After he had met the usual fate of Henry's Chancellors, the King seems to have used the house for a royal nursery, as Edward, Mary, and Elizabeth were sent here for the sake of the good air.

Queen Catherine Parr, who, to her own astonishment, outlived her much-married consort, lived in the house after she had wedded her third husband, Thomas Seymour, the Lord Admiral, and had with her the young Princess Elizabeth, who was then about thirteen.

Seymour went the same way as Sir Thomas More. Anne of Cleves lived and died here, and the house is then described as "the King and Queen's Majesty's Palace of Chelsey"

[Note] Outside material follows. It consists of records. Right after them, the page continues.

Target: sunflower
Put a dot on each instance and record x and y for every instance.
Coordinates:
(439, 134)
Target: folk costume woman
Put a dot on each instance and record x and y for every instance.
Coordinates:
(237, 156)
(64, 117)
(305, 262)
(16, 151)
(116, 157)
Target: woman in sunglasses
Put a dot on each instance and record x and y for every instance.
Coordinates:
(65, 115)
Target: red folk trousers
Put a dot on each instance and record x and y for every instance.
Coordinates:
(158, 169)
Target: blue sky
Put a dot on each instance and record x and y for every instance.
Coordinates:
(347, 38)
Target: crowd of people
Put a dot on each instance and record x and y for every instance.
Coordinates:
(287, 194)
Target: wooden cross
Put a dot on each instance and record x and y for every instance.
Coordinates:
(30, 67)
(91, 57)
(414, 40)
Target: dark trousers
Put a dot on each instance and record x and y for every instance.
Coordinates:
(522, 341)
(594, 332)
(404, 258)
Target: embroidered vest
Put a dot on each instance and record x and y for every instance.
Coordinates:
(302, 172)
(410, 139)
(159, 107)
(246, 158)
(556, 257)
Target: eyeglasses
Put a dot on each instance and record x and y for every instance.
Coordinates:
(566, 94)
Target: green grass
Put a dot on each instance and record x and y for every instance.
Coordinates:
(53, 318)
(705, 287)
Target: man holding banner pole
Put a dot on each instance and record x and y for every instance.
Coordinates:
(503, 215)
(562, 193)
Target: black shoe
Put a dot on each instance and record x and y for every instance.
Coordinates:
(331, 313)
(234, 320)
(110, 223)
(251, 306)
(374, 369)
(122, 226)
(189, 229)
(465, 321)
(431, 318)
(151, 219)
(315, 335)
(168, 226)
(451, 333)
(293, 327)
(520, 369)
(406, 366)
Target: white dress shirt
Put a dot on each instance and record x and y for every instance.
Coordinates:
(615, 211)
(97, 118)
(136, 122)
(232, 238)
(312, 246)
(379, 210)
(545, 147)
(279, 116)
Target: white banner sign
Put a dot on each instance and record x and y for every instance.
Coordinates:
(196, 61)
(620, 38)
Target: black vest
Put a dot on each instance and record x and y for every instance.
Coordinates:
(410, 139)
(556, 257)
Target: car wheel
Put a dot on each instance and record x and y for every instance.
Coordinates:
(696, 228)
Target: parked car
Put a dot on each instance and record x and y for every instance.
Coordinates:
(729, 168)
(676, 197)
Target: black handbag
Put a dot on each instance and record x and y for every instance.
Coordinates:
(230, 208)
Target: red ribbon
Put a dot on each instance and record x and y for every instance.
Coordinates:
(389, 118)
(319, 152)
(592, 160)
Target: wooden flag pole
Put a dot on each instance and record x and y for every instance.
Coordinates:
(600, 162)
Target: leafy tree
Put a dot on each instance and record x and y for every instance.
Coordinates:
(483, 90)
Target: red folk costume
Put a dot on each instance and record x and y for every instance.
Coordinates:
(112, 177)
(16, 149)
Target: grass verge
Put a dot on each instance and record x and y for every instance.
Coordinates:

Some of the old redbrick garden walls were in existence quite lately. Sir Thomas More was a great benefactor to the old Chelsea Church; it was whispered that, although Lord Chancellor, he had been seen wearing a surplice and serving in the choir!

In James the First's reign there was a plan to build a college here, to train learned men to answer all attacks against religion. One portion was actually built, but the college came to nothing, and on the site of it Chelsea Hospital was afterwards built, a foundation of which something shall be said later on.